I have been one myself.
I have been a Tango Easter-Bunny for years, and I didn’t know it. I was too young, and too excited, and too immature, and too unskilled, and too impatient to appreciate that. I went to marathons and danced not sitting down for a single tanda during the whole weekend. I was bored with Di Sarli and sprung to life when DJs played D’Arienzos and Troilos. It even showed in my facial expression when I danced, just look at the photo above!
More than that, at some point I got a reputation of a dancer with “sooooo much energy!!!” (read: “crazy dancer”). I have always been very sporty, and it also showed in my dance. Once a leader compared dancing with me with having a gym workout! At first I didn’t mind, but then I started wondering if it’s a good thing? Is it good to always be too energetic? Why do I have to invest inhuman power into my dance, each and every time? Should I not be more relaxed?
And slowly, through internal mental work and through countless hours of exercising and classes, I started to change. I still have lots of energy, but I’m careful about when I release it.
On the psychology of movement in a couple.
One of my favourite things to say to followers in classes is “be lazy”. Yes! I want followers to be considerate about where they send their energy, about how fast they move, about whether they move at all if their leaders are not giving them enough clear lead. Yes ladies! Be LAZY and considerate about where and how you spend your energy! Let the leaders CONVINCE you! (N.B. Convince you but not DRAG you. You move yourself, not leaders push you around! I talk a lot about the described concept in my classes, particularly in my technique workshops)
You must learn to be PERSUASIVE and gentlemanly. A gentleman is not running around like a teenager in puberty. A gentleman is not shuffling around with barely any movement of his body. A gentleman in tango is a leader who can do all kinds of things, but CHOOSES carefully when and whether.
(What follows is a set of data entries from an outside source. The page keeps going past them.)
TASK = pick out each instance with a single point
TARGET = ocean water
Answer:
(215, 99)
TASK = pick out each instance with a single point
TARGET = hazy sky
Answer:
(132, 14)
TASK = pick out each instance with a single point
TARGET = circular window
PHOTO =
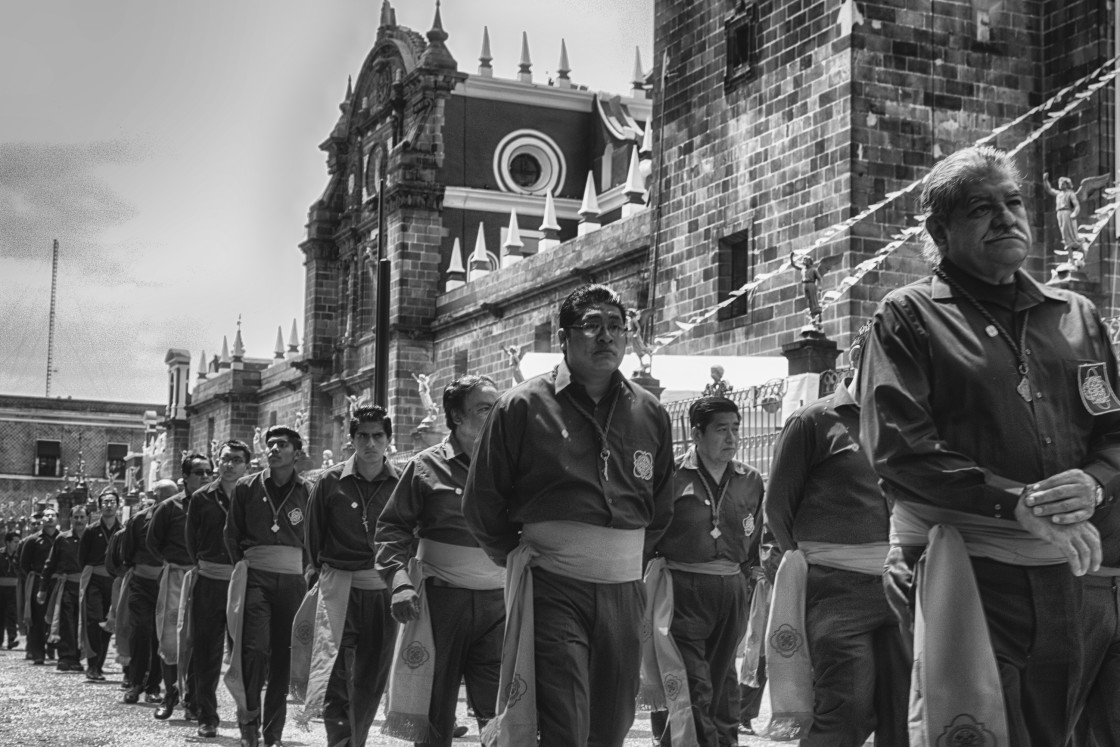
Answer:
(529, 162)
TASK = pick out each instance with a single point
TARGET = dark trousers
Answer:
(8, 614)
(208, 617)
(68, 649)
(1099, 724)
(588, 657)
(361, 671)
(99, 596)
(467, 627)
(1033, 624)
(709, 621)
(143, 649)
(861, 664)
(271, 600)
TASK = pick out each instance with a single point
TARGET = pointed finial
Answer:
(484, 56)
(525, 66)
(563, 67)
(638, 81)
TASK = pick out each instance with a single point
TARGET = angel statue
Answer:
(423, 381)
(642, 349)
(811, 286)
(513, 355)
(1067, 205)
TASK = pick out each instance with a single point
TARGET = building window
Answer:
(742, 44)
(735, 270)
(48, 458)
(542, 337)
(114, 460)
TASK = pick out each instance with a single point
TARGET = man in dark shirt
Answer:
(205, 540)
(142, 582)
(61, 581)
(572, 476)
(460, 586)
(167, 542)
(9, 582)
(708, 550)
(990, 417)
(343, 513)
(264, 537)
(823, 500)
(33, 557)
(96, 591)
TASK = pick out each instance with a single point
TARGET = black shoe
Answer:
(165, 710)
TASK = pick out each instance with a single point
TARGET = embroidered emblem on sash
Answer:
(643, 465)
(1095, 392)
(414, 654)
(786, 641)
(966, 731)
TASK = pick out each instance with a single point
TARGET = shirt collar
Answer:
(563, 377)
(691, 460)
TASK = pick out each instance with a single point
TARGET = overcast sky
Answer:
(173, 149)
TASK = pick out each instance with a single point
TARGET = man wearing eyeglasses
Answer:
(167, 541)
(264, 537)
(570, 489)
(206, 513)
(342, 519)
(96, 584)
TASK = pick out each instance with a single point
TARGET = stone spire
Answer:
(484, 56)
(635, 187)
(479, 262)
(456, 273)
(638, 80)
(224, 361)
(563, 67)
(525, 66)
(589, 208)
(294, 342)
(513, 245)
(549, 226)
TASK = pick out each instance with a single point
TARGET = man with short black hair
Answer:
(96, 585)
(445, 584)
(167, 542)
(61, 581)
(33, 557)
(264, 537)
(206, 597)
(571, 485)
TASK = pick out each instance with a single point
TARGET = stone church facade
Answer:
(761, 124)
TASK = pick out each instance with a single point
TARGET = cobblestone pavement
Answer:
(40, 706)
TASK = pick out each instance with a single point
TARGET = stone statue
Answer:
(514, 355)
(1067, 206)
(718, 385)
(811, 286)
(423, 382)
(642, 349)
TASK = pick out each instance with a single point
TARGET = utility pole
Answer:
(50, 334)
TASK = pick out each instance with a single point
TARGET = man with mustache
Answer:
(989, 412)
(570, 489)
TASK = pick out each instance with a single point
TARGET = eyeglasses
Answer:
(593, 329)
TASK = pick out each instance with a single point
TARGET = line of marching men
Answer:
(554, 556)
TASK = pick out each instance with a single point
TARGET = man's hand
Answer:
(406, 606)
(1067, 497)
(1080, 543)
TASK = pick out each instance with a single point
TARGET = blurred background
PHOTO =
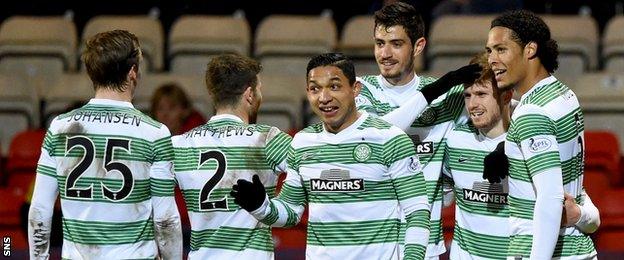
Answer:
(41, 74)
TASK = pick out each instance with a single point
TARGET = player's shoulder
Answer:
(375, 123)
(369, 82)
(545, 94)
(427, 79)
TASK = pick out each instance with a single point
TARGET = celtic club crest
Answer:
(361, 152)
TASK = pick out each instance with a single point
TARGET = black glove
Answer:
(496, 164)
(248, 195)
(465, 74)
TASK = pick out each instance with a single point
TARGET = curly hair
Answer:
(228, 75)
(109, 56)
(527, 27)
(402, 14)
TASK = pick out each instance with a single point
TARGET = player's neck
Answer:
(109, 93)
(402, 81)
(494, 132)
(240, 113)
(535, 73)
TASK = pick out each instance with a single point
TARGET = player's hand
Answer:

A gentleman is generous with his lead and thinks in the first place about his follower. Leaders, CONVINCE followers to be with you, follow you, engage with you. Pushing, pulling and running around like mad chicken is not very convincing, wouldn’t you agree? 😉 More about this in pretty much every single class of ours, because we find it so important!
So all in all, while Easter-Bunnies are cute and fluffy, they are not taken seriously. They are for playing only. If you want to be taken seriously, learn to be more patient, and grow up a little (independent of your age. We are talking about maturity here. There are some mature 16-year-olds out there).
Tango is a mature thing. It’s about patience. It’s about respect. It’s fun, but it’s not all partying to teenage trash pop.
Don’t be a Tango Easter-Bunny, be a Tango Lion.